Become the toast of the neighborhood with your sparkling screens. Not only do dirty screens obstruct your view, they can also affect the air quality that's filtered throughout your house. Window screens allow cool, fresh air to come in while keeping bugs out . . . but of course, you also want to see out of them.
There are lots of ways to clean screens depending on severity of the dirtiness, but just to stay on the safe side, it's important to deep clean all your window screens and door screens at least once a year— and there are some relatively easy methods to go about this unpleasant business. You can do a quick clean with a lint roller, or fill a good-size pail with warm water and a few drops of dish soap. Then find a soft-bristled hand brush and some lint-free hand towels.

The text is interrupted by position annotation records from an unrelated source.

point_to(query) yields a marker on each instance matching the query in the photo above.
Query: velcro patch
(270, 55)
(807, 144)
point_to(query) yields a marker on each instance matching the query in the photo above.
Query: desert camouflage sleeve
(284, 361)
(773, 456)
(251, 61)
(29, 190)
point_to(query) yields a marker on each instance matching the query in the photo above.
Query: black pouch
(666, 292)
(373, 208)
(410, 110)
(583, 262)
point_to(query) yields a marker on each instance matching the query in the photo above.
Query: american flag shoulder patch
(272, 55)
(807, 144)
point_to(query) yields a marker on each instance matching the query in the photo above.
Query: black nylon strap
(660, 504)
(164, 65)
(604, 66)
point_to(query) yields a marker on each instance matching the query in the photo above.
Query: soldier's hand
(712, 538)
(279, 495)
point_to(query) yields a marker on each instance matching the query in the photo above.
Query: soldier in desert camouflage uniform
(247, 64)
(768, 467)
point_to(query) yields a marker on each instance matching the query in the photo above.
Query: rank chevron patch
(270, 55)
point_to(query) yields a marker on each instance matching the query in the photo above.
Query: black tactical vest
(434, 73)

Note, for really tough dirt, give your screens a soapy bath and add a slightly harder bristle brush like a toothbrush to really scrape off grime. Try not to press too hard on the screen because you don't want to bend it out of shape. It may be tedious, but a toothbrush can break through any dirt stuck in those tiny holes, nooks, and crevices.
You can begin cleaning your screen with it either standing up or you can lay it down flat on a deck or in your lawn. If your screens are very dusty, you should first remove the dirt and dust using a shop vac, vacuum upholstery attachment, or dry rag. Then dip your brush in the soapy water, and gently scrub each side of the screen. To remove the soap residue, gently spray the screen with a hose before the soap film has time to dry.
Next, you will want to remove the water from the screen. To do this, it is important to first identify the front from the back of the screen. The back of the screen will have a rubber cord around the frame, which is there to hold the screen to the frame. While facing the back of the screen, you will want to GENTLY slap the screen with a clean lint-free towel, which will dislodge the water trapped in the mesh of the screen. Do NOT slap the screen on the front side, as this can cause the screen to pop out of the cord that is holding it to the frame. After the water is removed from the screen, wipe down the frame with your towel. Your screen is now ready to be put back into its place on your window.